It is wedding season and that means trying to talk to another person that you don’t know, who is from a totally different life situation, and who you will never meet again while you eat dry cake. First, I very recently subjected most of you to this experience. But at least my cake was MOIST!
So I am sorry, I really am. I am sure you did a fabulous job of finding something to say to my cousin/high school friend. But here are some thoughts on how I would like to improve my wedding conversation game:
1. I really really want to not ask what a person does for a living. I actually come from a part of the country where this is a polite question, but it is still a bad question. If someone is a stay at home mom, out of work, or a contract killer they shouldn’t have to tell people (unless they bring it up). Also, for MOST people this is a dead end question, though you can always get a little This American Life and really find the unexpected details. I actually like learning about the inane specifics of how people get through every minute of their jobs, but often they don’t enjoy telling me those details. And they feel like they have to reciprocate and . . . we’re done. Academia is the death of all conversations.

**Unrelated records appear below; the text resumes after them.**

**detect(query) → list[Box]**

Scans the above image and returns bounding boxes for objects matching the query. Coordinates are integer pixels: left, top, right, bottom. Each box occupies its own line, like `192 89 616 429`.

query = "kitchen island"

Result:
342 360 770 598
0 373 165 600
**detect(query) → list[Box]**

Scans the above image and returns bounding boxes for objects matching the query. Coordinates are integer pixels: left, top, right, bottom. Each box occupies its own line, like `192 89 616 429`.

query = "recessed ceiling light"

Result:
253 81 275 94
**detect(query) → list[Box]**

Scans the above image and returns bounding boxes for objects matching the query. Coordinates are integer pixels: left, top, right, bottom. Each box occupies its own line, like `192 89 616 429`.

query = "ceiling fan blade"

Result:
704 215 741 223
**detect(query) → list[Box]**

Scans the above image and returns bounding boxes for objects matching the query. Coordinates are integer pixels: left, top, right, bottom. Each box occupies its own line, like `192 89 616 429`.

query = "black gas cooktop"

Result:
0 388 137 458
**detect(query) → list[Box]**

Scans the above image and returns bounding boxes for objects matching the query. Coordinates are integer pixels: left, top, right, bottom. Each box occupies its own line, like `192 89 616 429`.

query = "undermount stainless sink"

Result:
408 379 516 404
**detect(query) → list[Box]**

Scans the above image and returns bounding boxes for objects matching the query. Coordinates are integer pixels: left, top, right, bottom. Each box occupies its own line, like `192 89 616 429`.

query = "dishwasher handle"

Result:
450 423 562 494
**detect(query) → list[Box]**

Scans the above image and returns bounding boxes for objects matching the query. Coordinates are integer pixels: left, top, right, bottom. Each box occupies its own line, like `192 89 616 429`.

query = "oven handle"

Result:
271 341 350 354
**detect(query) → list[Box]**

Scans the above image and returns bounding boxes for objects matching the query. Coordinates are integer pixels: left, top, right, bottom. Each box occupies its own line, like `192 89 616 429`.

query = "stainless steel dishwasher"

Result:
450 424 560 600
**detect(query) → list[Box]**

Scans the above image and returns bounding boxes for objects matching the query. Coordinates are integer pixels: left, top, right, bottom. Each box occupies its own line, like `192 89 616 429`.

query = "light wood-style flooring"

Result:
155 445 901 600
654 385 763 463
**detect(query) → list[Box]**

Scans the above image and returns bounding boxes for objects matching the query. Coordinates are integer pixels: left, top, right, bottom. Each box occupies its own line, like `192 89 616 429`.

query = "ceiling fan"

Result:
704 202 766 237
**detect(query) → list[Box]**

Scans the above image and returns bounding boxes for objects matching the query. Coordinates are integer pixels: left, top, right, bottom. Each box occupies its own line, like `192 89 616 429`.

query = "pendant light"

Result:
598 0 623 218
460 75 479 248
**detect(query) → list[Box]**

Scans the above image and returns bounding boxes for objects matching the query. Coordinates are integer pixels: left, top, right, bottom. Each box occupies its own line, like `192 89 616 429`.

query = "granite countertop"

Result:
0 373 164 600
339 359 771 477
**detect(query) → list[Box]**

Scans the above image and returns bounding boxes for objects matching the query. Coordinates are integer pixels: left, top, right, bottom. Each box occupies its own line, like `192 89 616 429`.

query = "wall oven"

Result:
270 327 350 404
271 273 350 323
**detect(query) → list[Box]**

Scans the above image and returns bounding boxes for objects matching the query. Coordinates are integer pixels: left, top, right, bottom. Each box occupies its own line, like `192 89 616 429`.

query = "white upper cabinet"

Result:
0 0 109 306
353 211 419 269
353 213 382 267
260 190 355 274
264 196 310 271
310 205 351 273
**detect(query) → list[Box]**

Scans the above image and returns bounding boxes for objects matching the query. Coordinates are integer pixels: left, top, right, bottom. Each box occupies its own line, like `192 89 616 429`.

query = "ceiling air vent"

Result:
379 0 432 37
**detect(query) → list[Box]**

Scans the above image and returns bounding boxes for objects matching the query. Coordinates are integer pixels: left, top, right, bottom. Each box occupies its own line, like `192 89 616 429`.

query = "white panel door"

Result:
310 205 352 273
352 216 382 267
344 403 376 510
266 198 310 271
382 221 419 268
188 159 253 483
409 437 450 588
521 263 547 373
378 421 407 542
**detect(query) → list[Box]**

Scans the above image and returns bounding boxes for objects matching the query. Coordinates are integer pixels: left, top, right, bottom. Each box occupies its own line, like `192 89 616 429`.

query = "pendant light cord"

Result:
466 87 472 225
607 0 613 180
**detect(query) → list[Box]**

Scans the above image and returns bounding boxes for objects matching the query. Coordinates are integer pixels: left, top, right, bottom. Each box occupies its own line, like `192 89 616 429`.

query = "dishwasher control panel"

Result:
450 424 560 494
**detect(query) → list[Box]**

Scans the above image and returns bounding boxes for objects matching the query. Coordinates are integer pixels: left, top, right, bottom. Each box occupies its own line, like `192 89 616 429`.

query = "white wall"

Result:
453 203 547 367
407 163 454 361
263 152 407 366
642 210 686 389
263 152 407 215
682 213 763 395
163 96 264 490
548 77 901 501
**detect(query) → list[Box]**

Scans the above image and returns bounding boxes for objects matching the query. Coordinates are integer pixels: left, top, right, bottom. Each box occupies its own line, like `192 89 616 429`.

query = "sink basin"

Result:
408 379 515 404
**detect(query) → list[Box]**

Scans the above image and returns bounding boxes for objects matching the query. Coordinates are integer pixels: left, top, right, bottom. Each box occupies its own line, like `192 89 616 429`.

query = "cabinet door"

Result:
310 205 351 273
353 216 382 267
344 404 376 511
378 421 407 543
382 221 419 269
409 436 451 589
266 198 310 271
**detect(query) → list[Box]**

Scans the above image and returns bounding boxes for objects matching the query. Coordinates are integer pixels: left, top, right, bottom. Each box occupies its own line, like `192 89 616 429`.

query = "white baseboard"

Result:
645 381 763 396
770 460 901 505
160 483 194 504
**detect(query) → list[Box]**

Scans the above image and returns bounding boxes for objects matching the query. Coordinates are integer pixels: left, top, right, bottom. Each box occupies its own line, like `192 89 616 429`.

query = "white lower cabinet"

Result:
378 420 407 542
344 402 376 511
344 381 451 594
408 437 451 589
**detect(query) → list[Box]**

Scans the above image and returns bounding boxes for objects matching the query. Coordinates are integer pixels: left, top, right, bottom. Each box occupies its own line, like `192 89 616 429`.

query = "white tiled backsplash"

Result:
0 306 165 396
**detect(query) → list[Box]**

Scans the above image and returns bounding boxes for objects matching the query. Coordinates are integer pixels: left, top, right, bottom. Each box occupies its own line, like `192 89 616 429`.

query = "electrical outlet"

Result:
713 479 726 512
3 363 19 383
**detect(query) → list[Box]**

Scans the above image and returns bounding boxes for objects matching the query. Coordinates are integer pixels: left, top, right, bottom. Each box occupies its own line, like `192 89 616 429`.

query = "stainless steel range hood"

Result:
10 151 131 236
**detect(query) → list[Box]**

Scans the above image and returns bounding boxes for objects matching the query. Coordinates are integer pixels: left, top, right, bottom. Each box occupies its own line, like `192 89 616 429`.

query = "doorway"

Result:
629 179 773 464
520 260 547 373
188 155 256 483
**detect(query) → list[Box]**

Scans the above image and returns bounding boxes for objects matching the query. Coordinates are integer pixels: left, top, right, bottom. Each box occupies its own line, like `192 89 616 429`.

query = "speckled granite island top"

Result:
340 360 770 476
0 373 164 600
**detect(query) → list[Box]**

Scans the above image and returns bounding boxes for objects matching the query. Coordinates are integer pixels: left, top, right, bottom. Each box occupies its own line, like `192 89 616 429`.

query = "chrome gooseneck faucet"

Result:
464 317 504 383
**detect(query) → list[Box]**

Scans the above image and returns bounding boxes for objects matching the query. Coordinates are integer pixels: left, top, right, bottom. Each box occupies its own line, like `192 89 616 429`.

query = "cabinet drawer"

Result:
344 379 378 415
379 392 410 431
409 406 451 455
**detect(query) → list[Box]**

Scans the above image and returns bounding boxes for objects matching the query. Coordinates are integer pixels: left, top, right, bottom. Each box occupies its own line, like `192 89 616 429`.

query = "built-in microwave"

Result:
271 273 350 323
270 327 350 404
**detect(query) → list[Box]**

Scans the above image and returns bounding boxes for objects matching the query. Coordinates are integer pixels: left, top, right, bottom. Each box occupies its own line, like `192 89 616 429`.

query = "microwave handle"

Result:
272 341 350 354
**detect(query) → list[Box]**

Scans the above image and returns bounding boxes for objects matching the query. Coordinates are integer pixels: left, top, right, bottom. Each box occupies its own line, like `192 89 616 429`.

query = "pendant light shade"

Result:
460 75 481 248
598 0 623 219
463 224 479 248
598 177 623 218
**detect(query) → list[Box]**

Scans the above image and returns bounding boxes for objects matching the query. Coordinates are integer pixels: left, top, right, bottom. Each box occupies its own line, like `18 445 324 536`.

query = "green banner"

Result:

2. People LOVE to talk about their children and dogs. Especially if their kids are adults. As long as you keep it super specific, “so does he prefer My Little Pony or Ninjago?” this can be a very generative starting point. Asking what grade they are in is not a specific question. This last point is also true with actual children. If you ask them what grade they are in they have no where else to go in conversation. What are you going to ask next? Do they they like their teacher?
3. Asking how they know the bride and groom is a perfectly acceptable opener, but you are going to need a pivot pretty soon.
4. WHAT DO HUMANS TALK ABOUT? I think TV, but I might be overly optimistic.
5. If people don’t ask me questions I want to get better at not caring and just sitting there in silence. People who ask no questions should be punished.